CHAPTER NINE

Remy slipped the phone back into his pocket, and was considering heading back inside the study to see how Malatesta was doing, when he noticed one of the female staff members staring blankly ahead from the end of the corridor.

It was as if she was watching him, but he knew that wasn’t the case. Maybe sensing him was more like it.

“Hello,” he called out to her. “Is there something I can do for you?”

She advanced slowly, carefully, her fingertips running along the wall to guide her way.

“He’s gone,” she declared.

Remy was taken aback, but tried not to show it. “Excuse me?”

“The master . . . He’s gone.”

“That’s something you’re going to have to take up with Mr. Montagin,” Remy said, turning toward the door to the study.

“I knew it was only a matter of time,” she said. “Only a matter of time before the sin of the world had its way with him.”

Remy froze for a moment, then slowly approached the woman.

She was younger than she looked initially, straggly blond hair falling down across her face. She smiled, chasing away the years.

“He called himself a creature of God,” she began, her fingernails scratching at irregularities in the wall. “If that’s the case, I wasn’t aware that God was so awful and cruel.”

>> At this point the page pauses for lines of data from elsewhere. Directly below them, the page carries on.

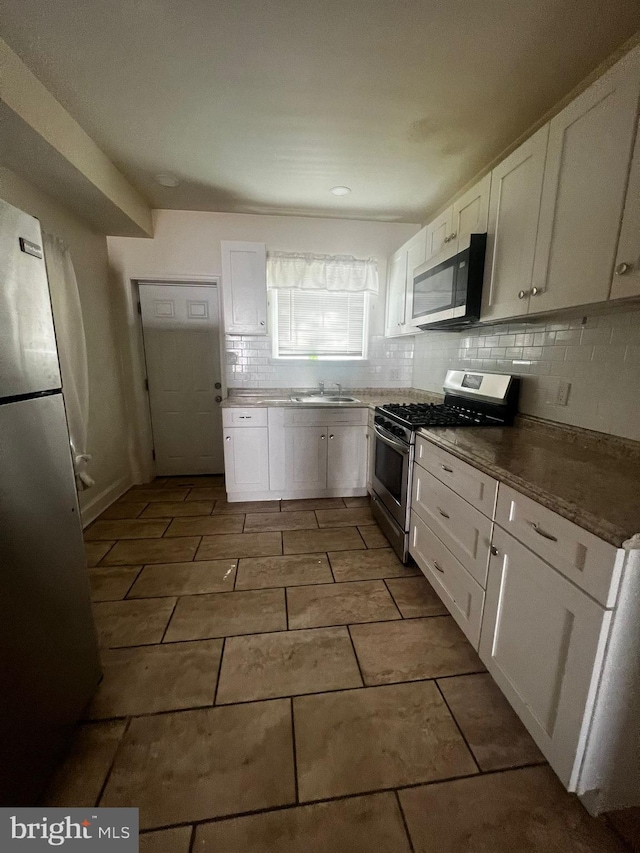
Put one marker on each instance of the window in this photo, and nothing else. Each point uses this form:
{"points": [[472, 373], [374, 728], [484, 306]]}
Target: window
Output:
{"points": [[320, 305], [319, 324]]}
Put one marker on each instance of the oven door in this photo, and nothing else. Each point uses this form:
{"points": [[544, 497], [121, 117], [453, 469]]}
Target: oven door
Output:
{"points": [[391, 472]]}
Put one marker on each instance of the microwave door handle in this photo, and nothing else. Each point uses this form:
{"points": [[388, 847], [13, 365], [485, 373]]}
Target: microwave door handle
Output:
{"points": [[386, 439]]}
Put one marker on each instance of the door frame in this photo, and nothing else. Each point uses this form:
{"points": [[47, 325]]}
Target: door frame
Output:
{"points": [[181, 281]]}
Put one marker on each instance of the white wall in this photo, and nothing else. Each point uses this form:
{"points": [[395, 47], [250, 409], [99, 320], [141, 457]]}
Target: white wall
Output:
{"points": [[186, 246], [598, 354], [107, 431]]}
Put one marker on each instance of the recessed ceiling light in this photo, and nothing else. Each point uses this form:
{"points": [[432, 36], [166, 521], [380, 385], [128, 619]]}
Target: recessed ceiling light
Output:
{"points": [[167, 180]]}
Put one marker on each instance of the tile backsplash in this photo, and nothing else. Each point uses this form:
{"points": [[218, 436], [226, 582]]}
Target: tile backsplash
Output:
{"points": [[597, 354], [250, 365]]}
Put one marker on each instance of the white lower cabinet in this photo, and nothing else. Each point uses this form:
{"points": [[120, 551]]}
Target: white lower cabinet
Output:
{"points": [[463, 597], [543, 640], [246, 461]]}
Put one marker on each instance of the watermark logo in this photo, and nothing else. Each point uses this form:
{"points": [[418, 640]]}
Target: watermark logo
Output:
{"points": [[38, 829]]}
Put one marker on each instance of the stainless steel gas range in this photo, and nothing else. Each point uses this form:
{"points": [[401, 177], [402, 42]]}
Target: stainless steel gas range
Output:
{"points": [[471, 399]]}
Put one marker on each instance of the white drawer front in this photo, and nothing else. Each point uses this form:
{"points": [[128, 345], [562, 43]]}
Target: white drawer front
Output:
{"points": [[591, 563], [464, 530], [324, 416], [463, 597], [244, 417], [474, 486]]}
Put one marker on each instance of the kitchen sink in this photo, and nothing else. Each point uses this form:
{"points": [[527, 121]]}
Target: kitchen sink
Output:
{"points": [[324, 398]]}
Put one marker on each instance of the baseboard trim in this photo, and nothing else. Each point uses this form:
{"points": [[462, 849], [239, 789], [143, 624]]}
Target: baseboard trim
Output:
{"points": [[104, 499]]}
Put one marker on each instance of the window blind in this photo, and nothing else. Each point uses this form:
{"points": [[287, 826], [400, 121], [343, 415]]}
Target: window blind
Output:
{"points": [[320, 323]]}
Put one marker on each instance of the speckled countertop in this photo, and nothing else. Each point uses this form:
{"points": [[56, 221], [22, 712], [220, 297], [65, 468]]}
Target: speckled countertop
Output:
{"points": [[589, 478], [366, 397]]}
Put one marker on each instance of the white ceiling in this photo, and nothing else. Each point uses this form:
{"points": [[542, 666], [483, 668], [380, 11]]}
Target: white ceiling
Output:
{"points": [[261, 106]]}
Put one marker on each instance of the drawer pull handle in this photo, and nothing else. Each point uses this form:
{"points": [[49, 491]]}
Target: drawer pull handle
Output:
{"points": [[543, 533]]}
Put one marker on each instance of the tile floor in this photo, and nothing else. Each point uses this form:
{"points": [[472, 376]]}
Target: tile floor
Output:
{"points": [[276, 680]]}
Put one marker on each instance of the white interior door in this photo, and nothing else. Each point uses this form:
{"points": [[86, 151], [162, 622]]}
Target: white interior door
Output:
{"points": [[181, 340]]}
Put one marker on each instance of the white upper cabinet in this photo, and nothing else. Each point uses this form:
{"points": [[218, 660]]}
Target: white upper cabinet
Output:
{"points": [[626, 274], [585, 182], [514, 208], [470, 214], [399, 281], [244, 288], [439, 233]]}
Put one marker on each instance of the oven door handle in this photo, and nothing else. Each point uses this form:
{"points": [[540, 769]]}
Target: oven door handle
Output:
{"points": [[386, 439]]}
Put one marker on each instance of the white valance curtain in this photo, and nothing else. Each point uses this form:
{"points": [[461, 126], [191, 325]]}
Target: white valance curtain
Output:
{"points": [[72, 351], [321, 272]]}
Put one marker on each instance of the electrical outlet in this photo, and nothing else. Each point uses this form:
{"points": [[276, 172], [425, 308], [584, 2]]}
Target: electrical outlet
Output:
{"points": [[562, 395]]}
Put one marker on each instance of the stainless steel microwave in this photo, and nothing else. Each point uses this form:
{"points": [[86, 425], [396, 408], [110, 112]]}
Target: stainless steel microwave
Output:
{"points": [[449, 294]]}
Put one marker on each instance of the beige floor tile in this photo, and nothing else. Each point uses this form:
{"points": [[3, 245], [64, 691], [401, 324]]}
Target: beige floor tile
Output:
{"points": [[213, 493], [416, 597], [228, 614], [148, 495], [185, 579], [370, 824], [193, 765], [134, 551], [344, 517], [240, 545], [128, 528], [197, 481], [294, 570], [157, 678], [166, 840], [95, 551], [306, 504], [491, 727], [413, 649], [170, 509], [79, 778], [519, 811], [373, 536], [132, 623], [360, 501], [339, 604], [259, 521], [205, 525], [368, 565], [222, 506], [288, 663], [627, 824], [113, 583], [309, 541], [126, 509], [373, 738]]}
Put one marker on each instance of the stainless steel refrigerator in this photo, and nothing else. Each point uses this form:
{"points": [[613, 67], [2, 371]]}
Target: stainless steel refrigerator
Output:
{"points": [[49, 664]]}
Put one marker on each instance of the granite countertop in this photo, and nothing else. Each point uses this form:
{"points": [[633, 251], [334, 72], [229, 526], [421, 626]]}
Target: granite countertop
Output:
{"points": [[589, 478], [366, 397]]}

It wasn’t the first time Remy had heard that servants to the angels were treated less than humanely. Many of the divine creatures considered humanity little more than God’s pets.

Sea Monkeys in an aquarium.

Remy was standing directly in front of the woman now. The fingers that had just been picking at the wall wagged before him.

“Do you fancy yourself a creature of God?” she asked, and he caught a hint of disdain in her tone.

“Aren’t we all?” Remy asked.

The woman laughed, a high-pitched sound that very easily could have been tinged with madness. Serving angels certainly took its toll.

“What’s your name?” Remy asked her.

She considered the question for a moment before answering.

“Marley,” she said, almost in a whisper. “And you’re Mr. Chandler.”

“Remy,” he told her. “Call me Remy.”

Marley smiled again. “All right.”

“Why do you think that something bad has happened to your master, Marley?”

“It was inevitable,” she answered matter-of-factly. “Even the divine will fall when surrounded by so much . . . sin.”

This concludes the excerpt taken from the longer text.